Various studies and researches have tried to predict the survival rate of the patients suffering from the Budd-Chiari syndrome. However, in general, almost two-thirds of the patients who suffer from the syndrome remain alive for at least ten years from the time of diagnosis. The necessary negative prognosis indicators include encephalopathy, ascites, elevated child pugh scores, enhanced prothrombin time, as well as altered levels of serum made up of different substances like creatinine, sodium, albumin and bilirubin. The survival of the patients also depends, to a very large extent, on the underlying causes of the Budd-Chiari syndrome. For instance, patients with underlying myeloproliferative disorders may move towards severe leukemia and succumb to death.
Diagnosis of Budd-Chiari Syndrome
An internist, a physician who specialises in diagnosing the diseases related to the internal parts of the human body; a gastroenterologist, a physician specialising in the disorders of the digestive systems; or general surgeons, may diagnose the syndrome. Generally, doctors suspect cirrhosis as one of the major reasons for the symptoms of the syndrome in patients. While conducting the physical examinations, doctors would come to know about the enhanced size of the liver. Further tests might include:
- Blood tests for ascertaining the functioning of the liver
- Ultrasound liver tests that bring to light the enlarged size of the liver
- CT Scans and an MRI of the abdomen for detecting similar kinds of abnormalities
Once the abnormalities are discovered, additional tests may be needed.
While conducting a biopsy of the liver, the doctors remove a very small sample of the liver tissues for further rounds of tests. The tissues that are damaged by the syndrome can be very easily detectable by a doctor during such tests.

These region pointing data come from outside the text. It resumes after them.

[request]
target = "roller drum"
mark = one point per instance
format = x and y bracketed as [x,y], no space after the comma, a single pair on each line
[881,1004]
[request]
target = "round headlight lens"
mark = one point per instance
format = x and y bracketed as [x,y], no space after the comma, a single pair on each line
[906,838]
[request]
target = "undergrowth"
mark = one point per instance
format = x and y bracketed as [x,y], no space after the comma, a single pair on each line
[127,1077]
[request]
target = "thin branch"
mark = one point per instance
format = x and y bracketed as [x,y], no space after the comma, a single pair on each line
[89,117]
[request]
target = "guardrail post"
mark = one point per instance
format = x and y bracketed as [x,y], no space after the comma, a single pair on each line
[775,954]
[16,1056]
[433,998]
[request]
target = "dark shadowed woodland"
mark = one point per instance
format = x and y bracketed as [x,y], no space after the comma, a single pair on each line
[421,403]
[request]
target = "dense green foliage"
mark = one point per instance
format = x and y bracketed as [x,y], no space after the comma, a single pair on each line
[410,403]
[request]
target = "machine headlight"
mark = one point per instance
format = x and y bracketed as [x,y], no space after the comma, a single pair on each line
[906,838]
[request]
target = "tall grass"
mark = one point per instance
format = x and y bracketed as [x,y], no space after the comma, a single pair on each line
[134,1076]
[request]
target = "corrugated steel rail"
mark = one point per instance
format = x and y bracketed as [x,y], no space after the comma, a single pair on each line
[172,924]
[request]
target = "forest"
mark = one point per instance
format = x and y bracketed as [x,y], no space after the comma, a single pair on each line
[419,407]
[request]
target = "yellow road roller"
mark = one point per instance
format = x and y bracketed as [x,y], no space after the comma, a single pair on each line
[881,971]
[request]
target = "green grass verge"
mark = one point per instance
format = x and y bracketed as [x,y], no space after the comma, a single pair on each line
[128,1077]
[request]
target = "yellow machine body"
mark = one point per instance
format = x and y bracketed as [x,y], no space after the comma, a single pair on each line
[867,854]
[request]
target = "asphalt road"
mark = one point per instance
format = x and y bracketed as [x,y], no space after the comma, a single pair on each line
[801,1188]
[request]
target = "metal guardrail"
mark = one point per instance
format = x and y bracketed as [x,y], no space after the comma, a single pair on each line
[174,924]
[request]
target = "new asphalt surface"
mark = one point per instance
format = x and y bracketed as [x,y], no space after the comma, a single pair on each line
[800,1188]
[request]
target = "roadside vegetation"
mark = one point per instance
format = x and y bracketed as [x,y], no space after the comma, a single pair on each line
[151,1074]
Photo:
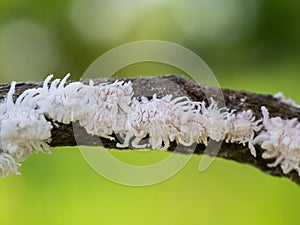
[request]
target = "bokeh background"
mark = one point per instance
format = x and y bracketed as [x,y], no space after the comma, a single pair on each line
[249,44]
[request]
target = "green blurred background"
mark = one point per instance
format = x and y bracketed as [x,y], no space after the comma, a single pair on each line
[249,44]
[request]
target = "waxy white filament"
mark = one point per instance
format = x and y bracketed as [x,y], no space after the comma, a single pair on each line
[110,108]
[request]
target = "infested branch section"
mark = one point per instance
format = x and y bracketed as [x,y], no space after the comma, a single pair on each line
[63,134]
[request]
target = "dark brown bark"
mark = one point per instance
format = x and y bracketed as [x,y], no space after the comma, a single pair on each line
[64,135]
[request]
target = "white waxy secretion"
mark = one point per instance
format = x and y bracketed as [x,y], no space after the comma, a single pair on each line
[110,108]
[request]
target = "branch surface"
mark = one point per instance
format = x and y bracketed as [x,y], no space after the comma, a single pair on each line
[65,134]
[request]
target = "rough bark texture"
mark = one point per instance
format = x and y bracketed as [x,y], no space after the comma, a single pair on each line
[73,134]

Some patients may be treated with dosages of sodium, and diuretics for controlling ascites. Anti-coagulants like heparin and warfarin can also be used for preventing the symptoms from aggravating any further. Most patients may need further diagnosis to chalk out the right kind of treatment. Mild forms of the syndrome can be treated with surgeries involving the creation of medical shunts, in order to divert the flow of blood around the obstructed part of the liver. Shunts should be placed right after the diagnosis. If the hepatic venous is blocked, the portal venous may be reached via the intra-hepatic parts of the inferior venous cava, via a process known as DIPS. Patients with stenosis or caval vena obstructions may benefit from an angioplasty surgery. The restricted research activities on thrombolytic drugs, along with the directly infused urokinase drug, and the plasminogen tissue activators, have shown moderate progress as far as treating the syndrome is concerned.
The surgery involving the transplantation of the liver is a very effective and a powerful way of treating the syndrome, which is performed world over by renowned physicians and surgeons. It is most commonly reserved for patients who have not responded positively to most of the other treatments, and who have a life expectancy of less than a year. The chances of recovery or survival post the transplantation may be between 60 % and 87 %.